Russia’s revised national security strategy takes aggressive approach toward threats

MOSCOW (AP) — A revised version of Russia’s national security strategy says that it may use forceful methods to respond to unfriendly actions by foreign countries, a top Kremlin official said in remarks published Monday,

Nikolai Patrushev, the secretary of the presidential Security Council, said that the document foresees that Moscow could take “symmetric and asymmetric measures to thwart or avert unfriendly actions that threaten the sovereignty and territorial integrity of the Russian Federation.”

In an interview published Monday by the government daily Rossiyskaya Gazeta that those “primarily will be special economic measures, but also coercive forceful methods if necessary.”

Russian President Vladimir Putin waits to meet Belarusian President Alexander Lukashenko on the boat prior to their meeting in the Black Sea resort of Sochi, in Russia, Saturday, May 29, 2021. (Sergei Ilyin, Sputnik, Kremlin Pool Photo via AP)

Patrushev said that in comparison with the previous version of the strategy that was published in December 2015, the revised version of the document also emphasized information security as one of the top priorities.

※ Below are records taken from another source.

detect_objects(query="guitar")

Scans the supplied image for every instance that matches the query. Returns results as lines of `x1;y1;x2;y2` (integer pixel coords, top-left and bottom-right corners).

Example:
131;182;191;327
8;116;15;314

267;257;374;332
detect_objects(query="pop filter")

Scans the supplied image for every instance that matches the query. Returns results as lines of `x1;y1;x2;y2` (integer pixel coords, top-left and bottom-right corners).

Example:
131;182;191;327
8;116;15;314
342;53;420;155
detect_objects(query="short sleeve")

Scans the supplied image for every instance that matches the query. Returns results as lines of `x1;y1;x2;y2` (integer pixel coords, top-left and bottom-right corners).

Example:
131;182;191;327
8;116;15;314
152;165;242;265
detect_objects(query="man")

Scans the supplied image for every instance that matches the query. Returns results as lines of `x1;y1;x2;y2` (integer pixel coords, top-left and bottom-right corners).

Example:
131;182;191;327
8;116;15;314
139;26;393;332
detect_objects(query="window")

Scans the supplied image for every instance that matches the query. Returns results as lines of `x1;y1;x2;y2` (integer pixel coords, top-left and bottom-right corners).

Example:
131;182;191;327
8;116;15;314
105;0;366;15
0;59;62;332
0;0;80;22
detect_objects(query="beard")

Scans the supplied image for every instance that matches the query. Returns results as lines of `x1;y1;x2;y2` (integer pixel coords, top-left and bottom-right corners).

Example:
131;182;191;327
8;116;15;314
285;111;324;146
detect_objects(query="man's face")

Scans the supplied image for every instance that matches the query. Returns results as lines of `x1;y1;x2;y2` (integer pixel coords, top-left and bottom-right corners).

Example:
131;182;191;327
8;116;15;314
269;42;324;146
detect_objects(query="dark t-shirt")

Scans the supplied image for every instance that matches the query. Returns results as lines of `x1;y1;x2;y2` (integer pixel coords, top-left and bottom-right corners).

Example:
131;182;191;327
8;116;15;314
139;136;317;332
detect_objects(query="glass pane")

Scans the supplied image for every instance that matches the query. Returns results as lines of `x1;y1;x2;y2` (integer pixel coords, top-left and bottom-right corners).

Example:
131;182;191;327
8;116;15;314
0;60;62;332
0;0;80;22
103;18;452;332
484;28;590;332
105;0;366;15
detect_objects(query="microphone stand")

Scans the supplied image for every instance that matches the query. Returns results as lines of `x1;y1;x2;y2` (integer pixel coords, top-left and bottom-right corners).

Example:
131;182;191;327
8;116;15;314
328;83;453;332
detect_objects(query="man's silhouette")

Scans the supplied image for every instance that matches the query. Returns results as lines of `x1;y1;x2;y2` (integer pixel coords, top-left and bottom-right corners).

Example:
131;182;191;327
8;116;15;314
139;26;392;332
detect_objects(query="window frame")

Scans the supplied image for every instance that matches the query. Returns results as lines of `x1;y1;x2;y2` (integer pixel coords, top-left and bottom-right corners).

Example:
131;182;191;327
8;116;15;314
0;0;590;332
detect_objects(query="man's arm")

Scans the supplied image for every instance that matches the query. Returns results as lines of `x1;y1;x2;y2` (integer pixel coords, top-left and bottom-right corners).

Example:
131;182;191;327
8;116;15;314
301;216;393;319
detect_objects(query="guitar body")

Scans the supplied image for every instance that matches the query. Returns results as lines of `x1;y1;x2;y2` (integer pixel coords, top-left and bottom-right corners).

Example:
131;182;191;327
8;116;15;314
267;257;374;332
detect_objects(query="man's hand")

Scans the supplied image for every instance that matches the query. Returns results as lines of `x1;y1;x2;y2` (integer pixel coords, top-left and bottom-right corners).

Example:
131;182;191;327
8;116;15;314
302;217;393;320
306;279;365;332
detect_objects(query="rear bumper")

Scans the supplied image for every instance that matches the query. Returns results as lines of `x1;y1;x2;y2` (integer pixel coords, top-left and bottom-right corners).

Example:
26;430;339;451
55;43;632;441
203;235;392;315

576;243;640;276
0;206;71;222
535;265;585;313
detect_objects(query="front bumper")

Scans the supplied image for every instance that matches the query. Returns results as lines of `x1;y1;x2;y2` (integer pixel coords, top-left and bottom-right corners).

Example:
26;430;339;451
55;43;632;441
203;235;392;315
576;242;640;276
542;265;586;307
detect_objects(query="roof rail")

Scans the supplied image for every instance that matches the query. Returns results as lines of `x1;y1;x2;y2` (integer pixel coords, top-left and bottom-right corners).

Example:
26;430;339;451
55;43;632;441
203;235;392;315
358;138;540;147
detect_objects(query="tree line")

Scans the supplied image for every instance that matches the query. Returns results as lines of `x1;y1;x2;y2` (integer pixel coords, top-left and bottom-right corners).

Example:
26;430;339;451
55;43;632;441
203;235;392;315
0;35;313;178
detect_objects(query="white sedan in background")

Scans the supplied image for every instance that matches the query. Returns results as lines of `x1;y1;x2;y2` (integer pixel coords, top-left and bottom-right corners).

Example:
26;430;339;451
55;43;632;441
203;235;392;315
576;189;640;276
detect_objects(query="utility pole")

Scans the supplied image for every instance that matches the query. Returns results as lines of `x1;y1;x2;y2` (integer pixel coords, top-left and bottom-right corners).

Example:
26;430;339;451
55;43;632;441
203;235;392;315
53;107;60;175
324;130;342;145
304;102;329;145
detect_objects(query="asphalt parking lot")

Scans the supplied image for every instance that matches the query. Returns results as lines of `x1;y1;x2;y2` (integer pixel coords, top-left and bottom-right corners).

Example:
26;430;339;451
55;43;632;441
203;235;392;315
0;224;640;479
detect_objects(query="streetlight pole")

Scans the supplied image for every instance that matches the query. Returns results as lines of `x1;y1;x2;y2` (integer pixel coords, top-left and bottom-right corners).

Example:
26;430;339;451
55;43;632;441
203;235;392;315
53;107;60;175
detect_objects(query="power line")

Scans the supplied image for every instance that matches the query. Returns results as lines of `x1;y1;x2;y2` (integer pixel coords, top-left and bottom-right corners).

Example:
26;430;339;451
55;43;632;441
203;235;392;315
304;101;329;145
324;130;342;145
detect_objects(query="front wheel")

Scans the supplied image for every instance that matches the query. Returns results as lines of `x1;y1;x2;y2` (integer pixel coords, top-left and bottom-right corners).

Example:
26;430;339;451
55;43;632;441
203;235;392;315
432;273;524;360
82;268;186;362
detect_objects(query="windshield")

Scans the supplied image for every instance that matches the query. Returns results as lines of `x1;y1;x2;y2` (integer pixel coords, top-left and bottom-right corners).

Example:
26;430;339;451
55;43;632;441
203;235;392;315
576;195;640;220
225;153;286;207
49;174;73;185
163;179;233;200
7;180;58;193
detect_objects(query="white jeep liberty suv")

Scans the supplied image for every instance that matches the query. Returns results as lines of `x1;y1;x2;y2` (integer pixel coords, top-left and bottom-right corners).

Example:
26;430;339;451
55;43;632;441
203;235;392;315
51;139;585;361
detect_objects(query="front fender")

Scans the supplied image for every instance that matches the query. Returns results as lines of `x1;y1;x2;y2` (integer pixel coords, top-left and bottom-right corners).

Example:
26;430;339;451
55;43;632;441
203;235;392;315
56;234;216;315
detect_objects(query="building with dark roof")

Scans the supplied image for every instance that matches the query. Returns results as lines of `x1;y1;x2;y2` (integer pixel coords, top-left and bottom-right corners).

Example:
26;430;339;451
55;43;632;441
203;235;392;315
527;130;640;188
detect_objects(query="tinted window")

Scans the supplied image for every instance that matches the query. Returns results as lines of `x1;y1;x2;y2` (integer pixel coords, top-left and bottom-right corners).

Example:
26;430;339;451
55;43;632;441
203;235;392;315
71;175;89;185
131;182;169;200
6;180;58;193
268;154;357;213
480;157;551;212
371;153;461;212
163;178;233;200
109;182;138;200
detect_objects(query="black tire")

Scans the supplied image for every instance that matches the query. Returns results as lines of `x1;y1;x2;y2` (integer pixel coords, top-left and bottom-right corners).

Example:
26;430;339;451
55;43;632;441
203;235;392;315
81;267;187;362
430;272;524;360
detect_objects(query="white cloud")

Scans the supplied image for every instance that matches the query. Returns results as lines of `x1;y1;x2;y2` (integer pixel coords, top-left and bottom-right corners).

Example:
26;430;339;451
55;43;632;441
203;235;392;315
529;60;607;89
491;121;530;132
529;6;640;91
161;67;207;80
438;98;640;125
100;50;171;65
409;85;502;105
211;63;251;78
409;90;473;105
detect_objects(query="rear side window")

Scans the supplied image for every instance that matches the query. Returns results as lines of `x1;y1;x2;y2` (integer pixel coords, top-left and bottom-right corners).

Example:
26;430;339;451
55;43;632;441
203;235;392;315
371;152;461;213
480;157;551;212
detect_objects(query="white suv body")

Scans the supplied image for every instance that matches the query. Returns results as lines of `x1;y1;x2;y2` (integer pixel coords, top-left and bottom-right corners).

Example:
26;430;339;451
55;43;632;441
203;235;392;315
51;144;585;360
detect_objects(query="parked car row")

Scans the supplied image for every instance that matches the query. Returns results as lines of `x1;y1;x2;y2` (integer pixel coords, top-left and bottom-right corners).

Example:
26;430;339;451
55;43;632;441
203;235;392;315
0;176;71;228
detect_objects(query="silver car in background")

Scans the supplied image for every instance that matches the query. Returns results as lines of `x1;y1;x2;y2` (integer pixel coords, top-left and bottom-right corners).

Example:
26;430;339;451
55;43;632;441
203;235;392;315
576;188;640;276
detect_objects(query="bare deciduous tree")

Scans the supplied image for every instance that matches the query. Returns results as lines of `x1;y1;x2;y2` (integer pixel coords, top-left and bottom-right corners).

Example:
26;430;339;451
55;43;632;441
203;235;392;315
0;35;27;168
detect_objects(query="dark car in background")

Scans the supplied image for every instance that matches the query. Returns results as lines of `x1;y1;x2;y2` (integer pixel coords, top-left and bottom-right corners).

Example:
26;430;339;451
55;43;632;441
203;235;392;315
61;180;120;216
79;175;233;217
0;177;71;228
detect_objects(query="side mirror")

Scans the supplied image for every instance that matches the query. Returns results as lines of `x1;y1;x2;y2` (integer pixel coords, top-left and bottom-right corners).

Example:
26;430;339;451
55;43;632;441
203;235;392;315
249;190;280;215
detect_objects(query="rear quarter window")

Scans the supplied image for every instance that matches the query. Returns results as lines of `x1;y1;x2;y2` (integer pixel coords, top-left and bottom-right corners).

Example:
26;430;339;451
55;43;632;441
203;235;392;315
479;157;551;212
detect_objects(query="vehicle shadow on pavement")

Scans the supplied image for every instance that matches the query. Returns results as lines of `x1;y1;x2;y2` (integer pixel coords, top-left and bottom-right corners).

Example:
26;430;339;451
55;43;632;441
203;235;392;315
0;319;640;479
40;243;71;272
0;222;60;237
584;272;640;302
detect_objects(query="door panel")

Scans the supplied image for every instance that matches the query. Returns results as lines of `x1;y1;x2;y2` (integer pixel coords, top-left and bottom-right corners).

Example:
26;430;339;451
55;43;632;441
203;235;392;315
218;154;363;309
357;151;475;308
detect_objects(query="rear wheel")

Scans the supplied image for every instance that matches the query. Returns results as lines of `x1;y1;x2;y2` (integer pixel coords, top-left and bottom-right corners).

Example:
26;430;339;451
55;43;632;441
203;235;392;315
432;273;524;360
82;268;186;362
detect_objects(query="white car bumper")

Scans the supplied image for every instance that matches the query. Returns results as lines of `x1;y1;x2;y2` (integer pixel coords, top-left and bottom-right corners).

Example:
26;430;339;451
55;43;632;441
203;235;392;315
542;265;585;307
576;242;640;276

Related: Imprisoned Russia’s Navalny protests prison checks

Russia’s relations with the U.S. and its allies have been at post-Cold War lows over Moscow’s 2014 annexation of Ukraine’s Crimean Peninusla, accusations of Russian interference in elections, hacking attacks and other irritants.

The revised national security strategy comes as Russian President Vladimir Putin is preparing for a summit with U.S. President Joe Biden set for June 16 in Geneva.

Patrushev, who last week had talks with Jake Sullivan, Biden’s national security adviser, to discuss preparations for the summit, noted that their conversation was “constructive and productive.” He added that Moscow and Washington could work out “mutually acceptable solutions for certain issues,” but didn’t elaborate.